Nipa Hut in Daanbantayan and rain
Intermediate rainfall doesn’t deter me to enjoy the province life here as much as possible. Since I have been here in the Philippines already before it feels a bit like coming home. The people are the sweetest and the nature so nice. I love going to the small Sari-Sari stores and taking a tricycle to the next town.
Probably won’t swim here today because of the rain
I feel like I am getting better and better in planning my energy levels during long term travel. It’s super exhausting to travel from place to place every day and do all kinds of tours. It is not sustainable. I know some people can do it, but my pace is my pace. So I try to take plenty of rest days in between travel and tours.

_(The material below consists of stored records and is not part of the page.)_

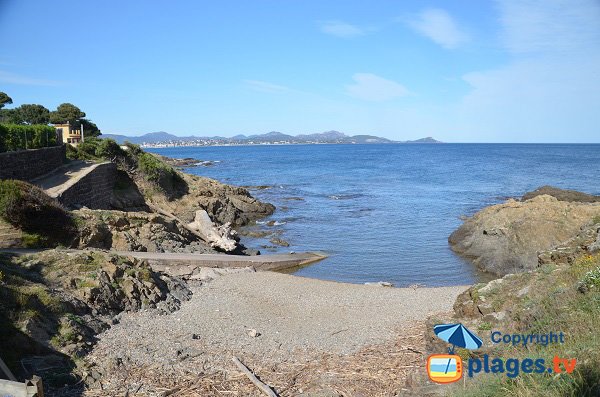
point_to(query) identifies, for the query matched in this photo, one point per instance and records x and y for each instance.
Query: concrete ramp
(182, 263)
(81, 184)
(168, 262)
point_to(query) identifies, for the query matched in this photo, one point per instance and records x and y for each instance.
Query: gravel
(267, 315)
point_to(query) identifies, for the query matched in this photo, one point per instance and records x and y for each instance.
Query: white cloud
(12, 78)
(554, 26)
(440, 27)
(371, 87)
(341, 29)
(264, 86)
(549, 91)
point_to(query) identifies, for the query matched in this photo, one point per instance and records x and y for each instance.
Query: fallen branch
(262, 386)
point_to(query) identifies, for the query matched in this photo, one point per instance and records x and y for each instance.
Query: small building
(66, 133)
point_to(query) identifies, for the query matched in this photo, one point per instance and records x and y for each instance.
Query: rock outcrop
(506, 238)
(55, 303)
(220, 237)
(562, 195)
(136, 231)
(223, 203)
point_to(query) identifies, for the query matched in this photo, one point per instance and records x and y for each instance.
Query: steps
(10, 237)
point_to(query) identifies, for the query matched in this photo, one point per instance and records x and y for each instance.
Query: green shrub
(3, 137)
(591, 279)
(109, 149)
(32, 210)
(18, 137)
(134, 149)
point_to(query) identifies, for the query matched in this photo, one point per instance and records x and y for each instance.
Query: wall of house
(29, 164)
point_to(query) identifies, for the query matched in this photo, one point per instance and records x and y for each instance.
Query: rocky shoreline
(111, 324)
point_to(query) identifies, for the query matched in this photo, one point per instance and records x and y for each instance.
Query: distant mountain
(273, 136)
(424, 140)
(162, 138)
(120, 139)
(152, 137)
(327, 135)
(369, 139)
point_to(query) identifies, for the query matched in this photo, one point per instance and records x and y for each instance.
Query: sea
(383, 212)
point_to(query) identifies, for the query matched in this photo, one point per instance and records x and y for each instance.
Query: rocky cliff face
(223, 203)
(506, 238)
(136, 231)
(55, 303)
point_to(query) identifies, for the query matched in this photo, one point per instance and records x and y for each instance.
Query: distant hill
(424, 140)
(273, 137)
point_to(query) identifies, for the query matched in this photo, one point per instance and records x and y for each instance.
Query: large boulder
(506, 238)
(562, 195)
(136, 231)
(219, 237)
(223, 203)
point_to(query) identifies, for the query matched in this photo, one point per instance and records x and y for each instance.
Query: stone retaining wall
(94, 189)
(29, 164)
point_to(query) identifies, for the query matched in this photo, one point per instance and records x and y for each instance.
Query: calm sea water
(384, 212)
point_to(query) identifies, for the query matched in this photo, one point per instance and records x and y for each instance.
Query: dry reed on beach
(377, 370)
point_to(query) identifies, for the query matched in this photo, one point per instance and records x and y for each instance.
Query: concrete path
(61, 178)
(172, 261)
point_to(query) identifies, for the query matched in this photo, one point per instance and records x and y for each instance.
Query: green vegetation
(4, 100)
(26, 126)
(29, 208)
(17, 137)
(150, 168)
(555, 302)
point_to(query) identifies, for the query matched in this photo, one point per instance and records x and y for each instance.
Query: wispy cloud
(558, 25)
(371, 87)
(13, 78)
(341, 29)
(264, 86)
(439, 26)
(551, 85)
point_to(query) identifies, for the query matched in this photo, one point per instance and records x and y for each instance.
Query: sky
(460, 70)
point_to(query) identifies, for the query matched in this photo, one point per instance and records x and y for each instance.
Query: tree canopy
(4, 99)
(66, 112)
(32, 114)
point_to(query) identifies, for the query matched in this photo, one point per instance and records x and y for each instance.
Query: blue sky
(461, 71)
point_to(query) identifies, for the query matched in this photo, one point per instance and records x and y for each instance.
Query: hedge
(18, 137)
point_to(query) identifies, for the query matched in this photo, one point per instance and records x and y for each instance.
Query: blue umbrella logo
(457, 335)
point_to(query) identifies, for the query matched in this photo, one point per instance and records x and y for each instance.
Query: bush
(32, 210)
(18, 137)
(109, 149)
(161, 174)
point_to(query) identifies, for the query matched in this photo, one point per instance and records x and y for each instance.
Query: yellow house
(68, 134)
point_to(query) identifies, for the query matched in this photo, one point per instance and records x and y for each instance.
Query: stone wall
(94, 189)
(29, 164)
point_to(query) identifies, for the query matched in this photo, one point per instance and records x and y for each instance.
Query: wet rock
(561, 195)
(220, 237)
(279, 242)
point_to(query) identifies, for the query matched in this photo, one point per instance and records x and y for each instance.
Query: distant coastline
(164, 139)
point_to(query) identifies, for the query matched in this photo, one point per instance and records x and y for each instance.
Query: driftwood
(262, 386)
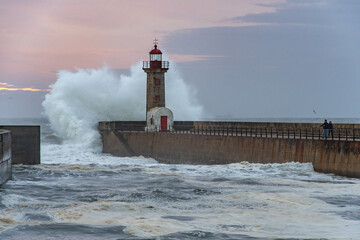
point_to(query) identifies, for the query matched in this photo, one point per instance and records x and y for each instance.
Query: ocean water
(80, 193)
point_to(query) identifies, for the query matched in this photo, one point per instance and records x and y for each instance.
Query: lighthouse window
(155, 57)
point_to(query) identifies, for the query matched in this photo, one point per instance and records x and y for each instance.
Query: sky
(244, 58)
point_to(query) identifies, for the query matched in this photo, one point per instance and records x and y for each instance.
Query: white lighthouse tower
(158, 117)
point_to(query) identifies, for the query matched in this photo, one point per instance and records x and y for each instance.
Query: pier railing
(341, 134)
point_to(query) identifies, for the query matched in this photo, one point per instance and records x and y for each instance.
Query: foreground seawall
(25, 144)
(5, 156)
(328, 156)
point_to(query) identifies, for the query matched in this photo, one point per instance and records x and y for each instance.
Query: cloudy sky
(245, 58)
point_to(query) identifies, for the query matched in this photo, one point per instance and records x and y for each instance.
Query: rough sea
(79, 193)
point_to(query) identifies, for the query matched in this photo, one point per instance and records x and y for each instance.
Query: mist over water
(79, 100)
(80, 193)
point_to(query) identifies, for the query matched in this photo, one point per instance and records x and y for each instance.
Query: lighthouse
(158, 117)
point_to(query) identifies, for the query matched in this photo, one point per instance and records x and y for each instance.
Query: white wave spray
(79, 100)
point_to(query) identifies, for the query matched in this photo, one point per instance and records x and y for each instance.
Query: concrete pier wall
(25, 144)
(333, 156)
(5, 156)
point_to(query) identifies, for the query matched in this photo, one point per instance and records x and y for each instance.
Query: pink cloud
(42, 36)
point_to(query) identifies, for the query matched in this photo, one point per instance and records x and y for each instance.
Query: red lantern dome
(155, 50)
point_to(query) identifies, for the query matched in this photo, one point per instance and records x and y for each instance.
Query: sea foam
(79, 100)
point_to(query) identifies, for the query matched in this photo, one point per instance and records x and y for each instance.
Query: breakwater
(25, 143)
(5, 156)
(230, 142)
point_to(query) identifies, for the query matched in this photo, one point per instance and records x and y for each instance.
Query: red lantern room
(155, 54)
(155, 59)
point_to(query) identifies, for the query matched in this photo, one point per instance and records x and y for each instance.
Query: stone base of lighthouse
(159, 119)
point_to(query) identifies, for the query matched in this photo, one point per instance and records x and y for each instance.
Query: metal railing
(341, 134)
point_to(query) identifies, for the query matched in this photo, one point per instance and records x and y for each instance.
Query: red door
(163, 123)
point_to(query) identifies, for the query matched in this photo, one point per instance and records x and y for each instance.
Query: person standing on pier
(325, 126)
(331, 130)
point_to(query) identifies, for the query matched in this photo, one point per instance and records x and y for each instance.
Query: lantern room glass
(155, 57)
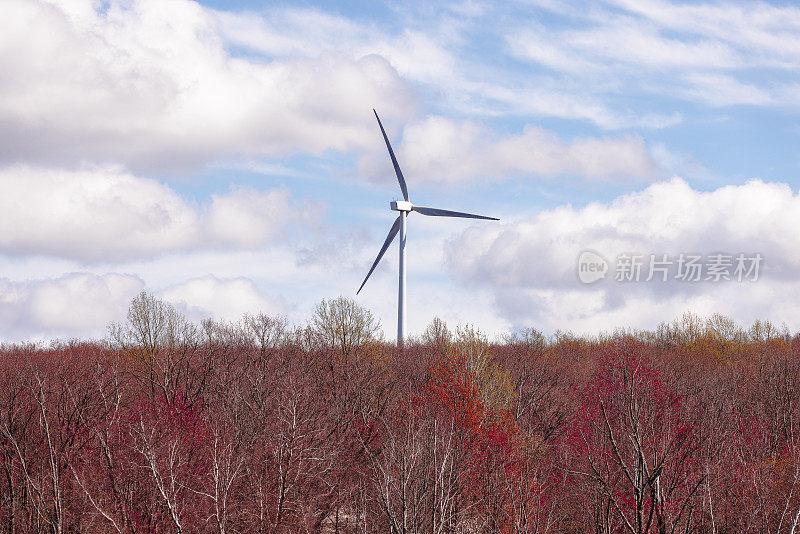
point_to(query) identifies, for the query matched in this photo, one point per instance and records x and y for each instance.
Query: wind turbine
(405, 207)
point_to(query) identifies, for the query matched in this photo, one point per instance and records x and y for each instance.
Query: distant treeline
(257, 426)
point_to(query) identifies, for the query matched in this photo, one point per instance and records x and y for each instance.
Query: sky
(224, 156)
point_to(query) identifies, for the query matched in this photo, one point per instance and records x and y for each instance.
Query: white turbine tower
(405, 207)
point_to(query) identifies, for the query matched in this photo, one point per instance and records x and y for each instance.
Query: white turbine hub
(401, 205)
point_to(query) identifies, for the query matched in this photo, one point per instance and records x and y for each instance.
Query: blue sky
(224, 156)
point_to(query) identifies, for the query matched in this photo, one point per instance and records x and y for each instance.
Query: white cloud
(530, 265)
(151, 83)
(72, 305)
(438, 149)
(106, 213)
(220, 298)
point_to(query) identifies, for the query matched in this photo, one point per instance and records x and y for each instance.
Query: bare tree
(344, 324)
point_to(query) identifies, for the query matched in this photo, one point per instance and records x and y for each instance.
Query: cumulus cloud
(107, 214)
(443, 150)
(531, 264)
(220, 298)
(72, 305)
(152, 82)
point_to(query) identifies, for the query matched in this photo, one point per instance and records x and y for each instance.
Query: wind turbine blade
(389, 238)
(436, 212)
(397, 170)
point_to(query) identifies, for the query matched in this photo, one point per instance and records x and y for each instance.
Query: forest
(261, 426)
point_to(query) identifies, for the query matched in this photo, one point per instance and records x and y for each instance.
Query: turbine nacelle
(401, 205)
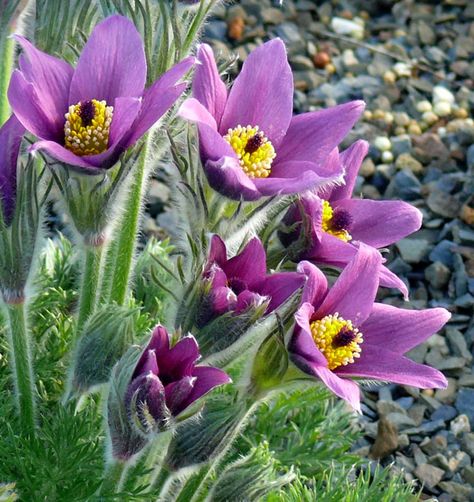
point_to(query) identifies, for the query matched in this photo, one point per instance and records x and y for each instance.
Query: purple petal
(179, 361)
(177, 393)
(389, 280)
(51, 78)
(11, 134)
(208, 87)
(112, 63)
(353, 294)
(262, 93)
(316, 285)
(207, 379)
(345, 389)
(351, 160)
(302, 343)
(27, 107)
(279, 287)
(399, 330)
(380, 223)
(250, 265)
(312, 136)
(381, 364)
(297, 177)
(227, 177)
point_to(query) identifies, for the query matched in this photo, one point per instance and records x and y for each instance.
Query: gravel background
(413, 64)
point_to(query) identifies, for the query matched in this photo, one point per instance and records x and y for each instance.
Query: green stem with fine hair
(6, 64)
(114, 477)
(127, 234)
(90, 285)
(21, 363)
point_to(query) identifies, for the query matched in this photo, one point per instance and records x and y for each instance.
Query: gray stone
(429, 475)
(437, 274)
(413, 250)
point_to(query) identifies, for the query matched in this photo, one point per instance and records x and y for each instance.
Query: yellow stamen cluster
(337, 350)
(88, 135)
(328, 213)
(254, 150)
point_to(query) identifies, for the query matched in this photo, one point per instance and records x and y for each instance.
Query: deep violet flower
(87, 116)
(242, 281)
(251, 145)
(11, 134)
(335, 222)
(166, 381)
(342, 334)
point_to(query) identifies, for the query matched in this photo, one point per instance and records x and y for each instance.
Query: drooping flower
(166, 381)
(250, 144)
(11, 134)
(242, 282)
(342, 334)
(88, 116)
(329, 224)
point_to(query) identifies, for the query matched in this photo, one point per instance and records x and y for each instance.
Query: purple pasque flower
(251, 145)
(88, 116)
(166, 381)
(11, 134)
(241, 282)
(342, 334)
(334, 221)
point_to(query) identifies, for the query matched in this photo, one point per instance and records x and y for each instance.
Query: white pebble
(382, 143)
(402, 69)
(440, 93)
(346, 27)
(424, 106)
(442, 108)
(387, 157)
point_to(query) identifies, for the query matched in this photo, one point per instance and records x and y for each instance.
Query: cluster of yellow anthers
(87, 127)
(254, 150)
(337, 339)
(329, 225)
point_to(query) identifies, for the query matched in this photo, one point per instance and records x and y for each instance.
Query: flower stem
(126, 244)
(90, 283)
(6, 64)
(114, 477)
(21, 362)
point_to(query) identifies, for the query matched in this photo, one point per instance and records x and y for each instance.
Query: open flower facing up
(11, 134)
(166, 381)
(341, 333)
(87, 116)
(334, 221)
(241, 282)
(250, 144)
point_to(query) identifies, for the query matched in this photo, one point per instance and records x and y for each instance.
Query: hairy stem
(6, 64)
(128, 231)
(89, 286)
(22, 366)
(114, 477)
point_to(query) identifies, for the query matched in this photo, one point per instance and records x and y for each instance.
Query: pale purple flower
(250, 143)
(89, 115)
(335, 222)
(11, 134)
(167, 380)
(241, 282)
(342, 334)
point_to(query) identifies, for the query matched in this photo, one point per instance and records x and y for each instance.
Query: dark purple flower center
(343, 338)
(87, 112)
(341, 220)
(254, 143)
(237, 285)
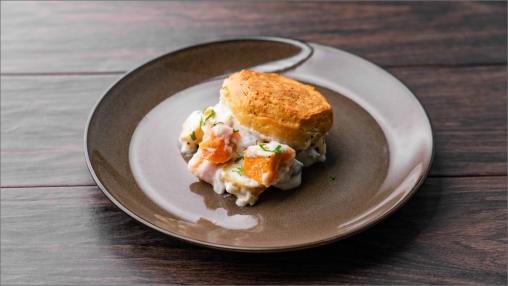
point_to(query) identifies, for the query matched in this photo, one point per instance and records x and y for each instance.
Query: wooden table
(58, 58)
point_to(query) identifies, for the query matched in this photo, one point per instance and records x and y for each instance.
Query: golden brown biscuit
(291, 112)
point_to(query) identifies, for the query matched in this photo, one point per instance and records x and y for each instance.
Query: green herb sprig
(276, 150)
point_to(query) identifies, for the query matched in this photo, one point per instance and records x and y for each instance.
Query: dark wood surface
(58, 58)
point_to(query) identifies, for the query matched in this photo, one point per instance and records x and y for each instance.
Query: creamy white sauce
(223, 178)
(192, 123)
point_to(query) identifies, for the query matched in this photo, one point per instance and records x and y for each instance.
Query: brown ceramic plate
(379, 149)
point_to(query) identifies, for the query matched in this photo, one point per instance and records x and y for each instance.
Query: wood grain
(43, 119)
(452, 232)
(117, 36)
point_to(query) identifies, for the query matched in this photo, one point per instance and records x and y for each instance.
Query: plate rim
(366, 225)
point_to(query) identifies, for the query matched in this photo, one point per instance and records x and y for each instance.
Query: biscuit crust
(284, 109)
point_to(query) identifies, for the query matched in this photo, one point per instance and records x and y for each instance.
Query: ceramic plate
(379, 149)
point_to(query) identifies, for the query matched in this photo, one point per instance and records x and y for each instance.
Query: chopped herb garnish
(238, 170)
(277, 149)
(212, 114)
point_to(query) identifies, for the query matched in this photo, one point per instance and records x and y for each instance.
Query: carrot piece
(262, 169)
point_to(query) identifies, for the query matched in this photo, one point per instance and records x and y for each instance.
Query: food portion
(264, 129)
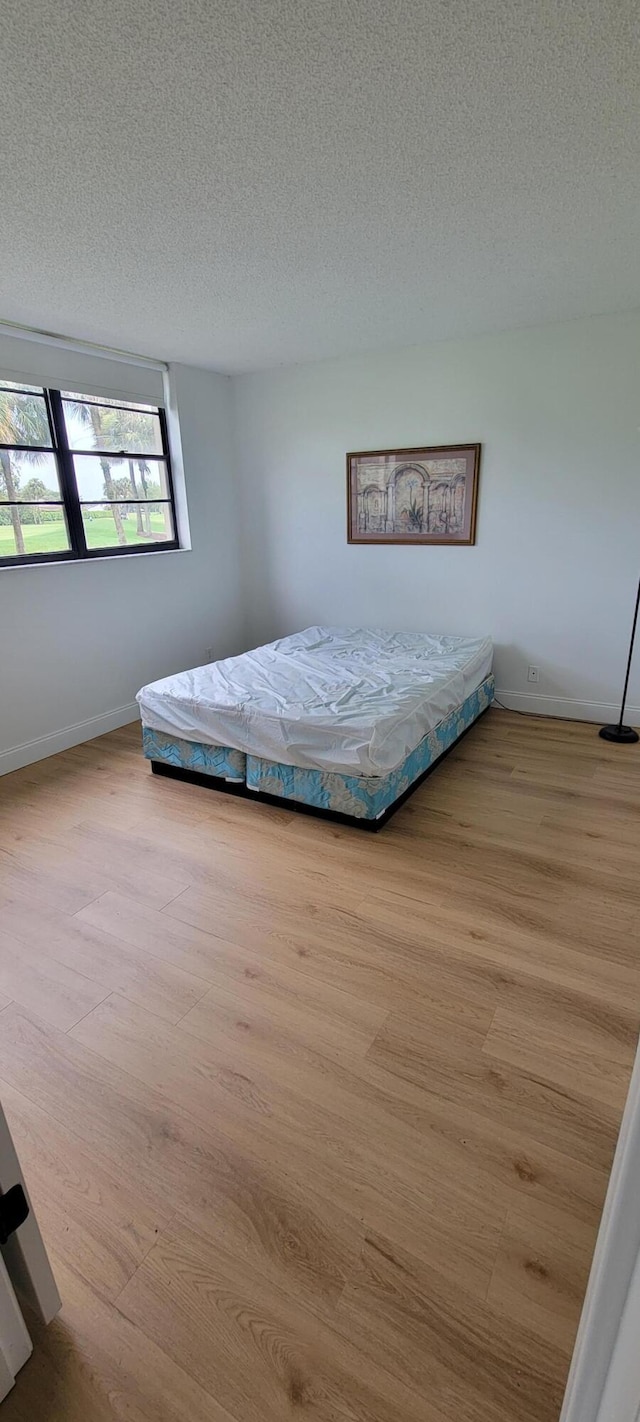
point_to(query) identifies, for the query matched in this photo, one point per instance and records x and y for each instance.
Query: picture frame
(425, 494)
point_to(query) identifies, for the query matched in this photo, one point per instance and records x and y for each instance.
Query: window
(81, 477)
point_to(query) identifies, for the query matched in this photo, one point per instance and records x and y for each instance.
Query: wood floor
(317, 1124)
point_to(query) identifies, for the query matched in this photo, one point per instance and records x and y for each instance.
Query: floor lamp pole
(625, 734)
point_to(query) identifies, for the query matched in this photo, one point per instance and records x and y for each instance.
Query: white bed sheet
(329, 698)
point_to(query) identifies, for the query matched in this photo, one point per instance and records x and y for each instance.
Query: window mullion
(67, 475)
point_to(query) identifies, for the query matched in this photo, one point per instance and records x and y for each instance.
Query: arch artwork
(427, 495)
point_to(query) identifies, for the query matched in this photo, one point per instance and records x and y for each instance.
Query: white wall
(80, 639)
(555, 570)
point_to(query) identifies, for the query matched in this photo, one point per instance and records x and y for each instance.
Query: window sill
(88, 562)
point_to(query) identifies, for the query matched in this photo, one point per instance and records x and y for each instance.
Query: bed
(336, 721)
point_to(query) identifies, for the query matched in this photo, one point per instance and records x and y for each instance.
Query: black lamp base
(625, 734)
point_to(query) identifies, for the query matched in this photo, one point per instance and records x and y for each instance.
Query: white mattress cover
(330, 698)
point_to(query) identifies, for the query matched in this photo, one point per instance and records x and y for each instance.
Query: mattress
(340, 698)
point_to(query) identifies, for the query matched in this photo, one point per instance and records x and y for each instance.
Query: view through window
(81, 475)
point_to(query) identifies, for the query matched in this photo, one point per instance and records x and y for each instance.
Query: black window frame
(70, 501)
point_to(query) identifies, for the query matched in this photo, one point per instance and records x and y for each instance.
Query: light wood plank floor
(316, 1122)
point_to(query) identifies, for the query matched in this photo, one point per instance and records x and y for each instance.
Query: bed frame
(316, 792)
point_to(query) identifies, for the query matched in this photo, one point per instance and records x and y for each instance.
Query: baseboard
(44, 745)
(566, 707)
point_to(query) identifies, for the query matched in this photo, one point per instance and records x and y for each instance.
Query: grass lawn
(51, 538)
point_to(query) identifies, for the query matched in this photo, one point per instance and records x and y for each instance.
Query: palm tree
(132, 431)
(20, 421)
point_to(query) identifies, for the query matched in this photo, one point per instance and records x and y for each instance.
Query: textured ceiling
(259, 181)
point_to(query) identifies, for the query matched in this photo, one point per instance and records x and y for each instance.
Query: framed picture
(424, 495)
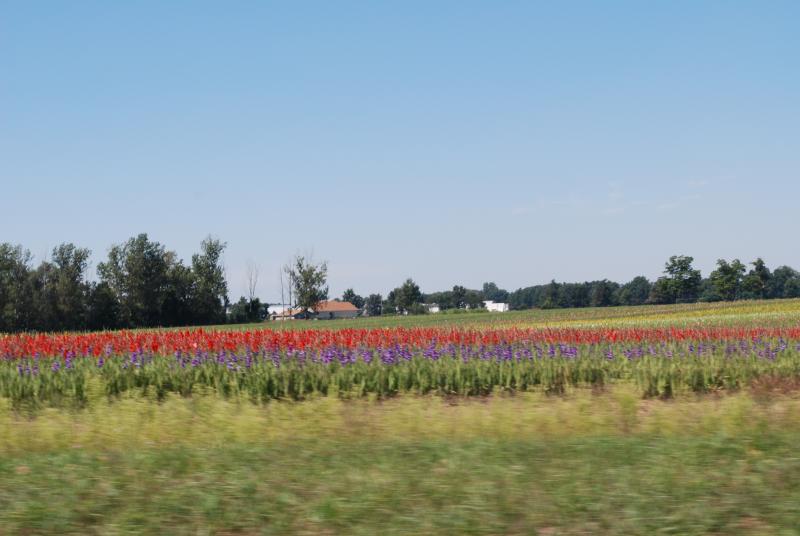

After Vietnam, I felt like I needed some stationary time. 10 days in Kuala Lumpur in an AirBnB helped a lot. Also having a healthy routine of running on the treadmill in the morning, exercising in the gym, journaling and meditation. I felt my energy coming back and even worked on a couple of smaller projects.
View from my laptop
There are lots of positives about Kuala Lumpur. It’s clean. The public water supply from the faucet is not as toxic as in Vietnam (or other countries) which makes brushing teeth, salads, and ice cubes safe everywhere. The food was diverse and delicious. Indian, Chinese, Malay and western food – you name it. But they also had relatively cheap Australian oatmeal, oat bran and psyllium husk. My gut biome was happier than ever. Would I still get fat there if I stayed longer? Probably.
I just feel good here. I still haven’t seen everything the city has to offer. I also enjoy the whole multicultural atmosphere there. I can see this being my base to explore more of Southeast Asia. It was a nice place to recharge my travel batteries.
Only negative so far: It is very car focused. Walking outside a mall or park can be pretty inconvenient.
Small snack-size meals wrapped in banana leaf
Inside the atrium of the Batu Cave in the north of KL
View from the Atrium into the cave
Entry to the temple inside the cave
Hindu Temple in Chinatown
Hindu, Chinese Buddhist, Muslim and Christian worship sites can be close together or even on the same street here in KL.